GBP/USD: Sterling fell 1% on Wednesday as investors’ focus shifted back to the possibility of negative interest rates in Britain and on comments from government officials that not much progress had been made in Brexit negotiations. Britain told the European Union on Wednesday it needed to break a fundamental impasse to clinch a Brexit trade deal by the end of the year and said an agreement on fisheries might not be ready by July. Britain’s negotiator with the EU, David Frost, also reiterated that the UK would not extend the Brexit transition period beyond December. Immediate resistance can be seen at 1.2336 (50% fib), an upside break can trigger rise towards 1.2400 (Psychological level).On the downside, immediate support is seen at 1.2213 (Daily low), a break below could take the pair towards 1.2177 (26th May low).
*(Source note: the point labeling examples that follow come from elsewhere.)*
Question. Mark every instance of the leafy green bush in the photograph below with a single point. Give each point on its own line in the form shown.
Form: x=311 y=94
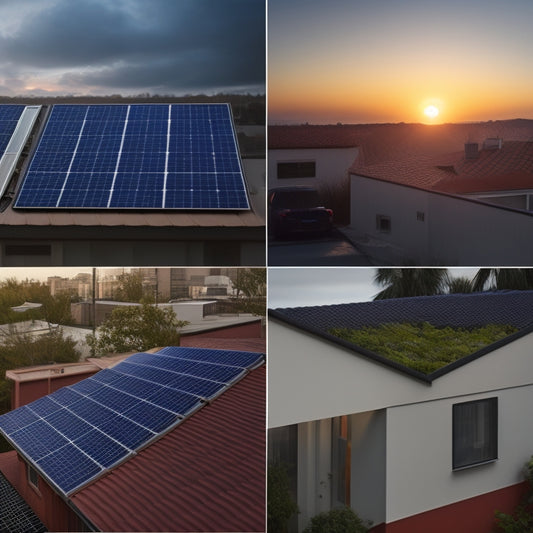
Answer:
x=280 y=504
x=136 y=328
x=423 y=347
x=342 y=520
x=521 y=520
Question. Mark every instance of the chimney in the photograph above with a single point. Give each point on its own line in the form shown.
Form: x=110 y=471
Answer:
x=471 y=150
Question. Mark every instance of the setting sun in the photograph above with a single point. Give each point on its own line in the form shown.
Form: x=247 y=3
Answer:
x=431 y=111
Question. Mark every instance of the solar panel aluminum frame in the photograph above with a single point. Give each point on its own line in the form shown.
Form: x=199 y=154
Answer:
x=19 y=138
x=139 y=208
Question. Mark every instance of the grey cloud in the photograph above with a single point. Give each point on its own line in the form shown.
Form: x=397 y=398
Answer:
x=133 y=43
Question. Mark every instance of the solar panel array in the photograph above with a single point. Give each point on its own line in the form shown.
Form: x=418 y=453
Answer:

USD/CAD: The Canadian dollar strengthened against the greenback on Wednesday to its highest in about two-and-a-half months, as reports of a European Union rescue fund supported investor sentiment, helping to offset a pullback in oil prices. The price of oil, one of Canada's major exports, fell after U.S. President Donald Trump said he was working on a strong response to China's proposed security law in Hong Kong. U.S. crude oil futures fell 1.5% to $33.82 a barrel after trading on Tuesday at their highest in more than two months. The Canadian dollar was up 0.1% at 1.3759 to the greenback . Immediate resistance can be seen at 1.3800 (Psychological level), an upside break can trigger rise towards 1.8037 (50% fib). On the downside, immediate support is seen at 1.3733 (38.2%fib), a break below could take the pair towards 1.3607 (23.6% fib).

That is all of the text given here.